Statistical Model‐Based Voice Activity Detection Based on Second‐Order Conditional MAP with Soft Decision
Author(s) -
Chang JoonHyuk
Publication year - 2012
Publication title -
etri journal
Language(s) - English
Resource type - Journals
SCImago Journal Rank - 0.295
H-Index - 46
eISSN - 2233-7326
pISSN - 1225-6463
DOI - 10.4218/etrij.12.0111.0344
Subject(s) - computer science , frame (networking) , inter frame , maximum a posteriori estimation , a priori and a posteriori , voice activity detection , speech recognition , algorithm , artificial intelligence , mathematics , speech processing , reference frame , maximum likelihood , statistics , telecommunications , philosophy , epistemology
In this paper, we propose a novel approach to statistical model‐based voice activity detection (VAD) that incorporates a second‐order conditional maximum a posteriori (CMAP) criterion.
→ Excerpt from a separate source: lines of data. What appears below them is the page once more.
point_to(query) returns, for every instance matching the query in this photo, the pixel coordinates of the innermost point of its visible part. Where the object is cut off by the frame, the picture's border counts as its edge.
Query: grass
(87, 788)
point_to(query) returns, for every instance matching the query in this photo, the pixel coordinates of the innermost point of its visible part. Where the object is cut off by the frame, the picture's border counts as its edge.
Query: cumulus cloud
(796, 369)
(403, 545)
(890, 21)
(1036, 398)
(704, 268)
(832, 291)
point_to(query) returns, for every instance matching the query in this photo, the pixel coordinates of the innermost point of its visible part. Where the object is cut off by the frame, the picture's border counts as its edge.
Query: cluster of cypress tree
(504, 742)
As a technical improvement for the first‐order CMAP criterion in [1], we consider both the current observation and the voice activity decision in the previous two frames to take full consideration of the interframe correlation of voice activity. This is clearly different from the previous approach [1] in that we employ the voice activity decisions in the second‐order (previous two frames) CMAP, which has quadruple thresholds with an additional degree of freedom, rather than the first‐order (previous single frame). Also, a soft‐decision scheme is incorporated, resulting in time‐varying thresholds for further performance improvement. Experimental results show that the proposed algorithm outperforms the conventional CMAP‐based VAD technique under various experimental conditions.